There are several options for transferring ownership of the house to just one spouse:

  • Refinance the mortgage.This is an appealing option for those who own the home jointly and whose house is worth more than the money owed on the mortgage. Refinancing enables you to remove your ex’s name from the paperwork so you can take full ownership of the home—as well, therefore, of complete responsibility for the mortgage debt. One caveat: Refinancing means the terms of your mortgage (i.e., interest rate, length of loan, etc.) may change, and so will your monthly payments. Make sure you have enough income to make the mortgage, insurance and property tax payments as well as maintain the house.

  • Assuming the mortgage. “Assuming the mortgage” is a technical term for giving you responsibility of the existing mortgage (and sole ownership of the home). While many mortgages have a clause against this, divorce decrees often void that clause and allow an assumption of the mortgage by one spouse. If you ex’s name is on the paperwork but yours isn't, this may be an option to explore. One obstacle is that you have to show the lender you have enough income to make the mortgage payments.

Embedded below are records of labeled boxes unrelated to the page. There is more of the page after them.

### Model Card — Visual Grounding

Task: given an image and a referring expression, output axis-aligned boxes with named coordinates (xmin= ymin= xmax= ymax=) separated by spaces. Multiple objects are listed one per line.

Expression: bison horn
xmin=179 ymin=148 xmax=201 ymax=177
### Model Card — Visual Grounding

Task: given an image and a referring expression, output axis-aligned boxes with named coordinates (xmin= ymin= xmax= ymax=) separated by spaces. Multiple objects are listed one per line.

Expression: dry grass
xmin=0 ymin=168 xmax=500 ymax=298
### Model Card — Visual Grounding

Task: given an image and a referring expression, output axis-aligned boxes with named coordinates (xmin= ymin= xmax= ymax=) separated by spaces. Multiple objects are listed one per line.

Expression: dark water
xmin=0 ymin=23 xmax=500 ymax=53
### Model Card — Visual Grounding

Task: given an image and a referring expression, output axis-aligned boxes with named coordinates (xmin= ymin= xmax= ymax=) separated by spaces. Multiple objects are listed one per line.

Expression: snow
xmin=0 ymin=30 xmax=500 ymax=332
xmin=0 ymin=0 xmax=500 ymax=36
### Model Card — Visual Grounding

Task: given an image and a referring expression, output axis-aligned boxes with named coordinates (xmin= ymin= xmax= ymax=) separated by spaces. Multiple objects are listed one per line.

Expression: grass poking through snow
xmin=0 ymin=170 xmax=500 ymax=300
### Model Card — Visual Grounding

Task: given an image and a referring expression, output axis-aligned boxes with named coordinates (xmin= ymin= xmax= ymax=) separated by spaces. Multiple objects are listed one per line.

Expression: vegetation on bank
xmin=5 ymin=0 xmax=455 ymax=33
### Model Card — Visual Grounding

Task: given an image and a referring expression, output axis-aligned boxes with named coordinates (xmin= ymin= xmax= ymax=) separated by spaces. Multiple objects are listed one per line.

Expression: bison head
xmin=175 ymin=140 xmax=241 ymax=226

  • Loan modification. This is a situation in which the original mortgage is modified (i.e., there are reduced monthly payments, a longer term, etc.) to make it more affordable for the spouse wanting the house. Things get complicated, however, if one spouse won’t sign off on the agreement or if your divorce paperwork states the house must be refinanced so as to remove your ex from the original mortgage.

Scenario #2: Neither of you want the home.

If neither spouse wishes to reside in the home, there are several options:

  • Sell the house. If your home is worth more than you owe on the mortgage, you can simply put it up for sale. Of course, whoever is legally responsible for the mortgage payments will have to continue making them until the home is sold and closed on.

  • Short sale. If your home is underwater—meaning you owe more on your loan than the home’s market value—consider a short sale. With a short sale, your mortgage lender agrees to take what the home sells for, even if it’s less than what you owe. You may be liable for the balance (called a “deficiency judgment”), but in many cases the mortgagor will work with you to come up with a mutually agreed upon reduced debt or a lump sum you can pay off. And if you live in California, consider yourself fortunate: that state prohibits deficiency judgments after short sales. However, short sales have their downside: besides the fact that they often take a long time to complete and can have a negative impact on your credit score, the balance you owe on the home—even if it’s forgiven by the lender—is taxable.

  • Rent it. You can rent out your home and apply the rental income to the mortgage, with any additional profits divided according to terms laid out during your divorce. One challenge is that the property will still have to be managed (for example, someone will need to be available when the toilet clogs or the driveway needs shoveling), so this option works best when you’re on a good terms with your ex.

  • Deed en lieu of foreclosure. Another legalese term that means the lender gets ownership of your home while you are released of the debt. If there’s a balance owed, the lender may absolve you of it or work with you to reduce the amount.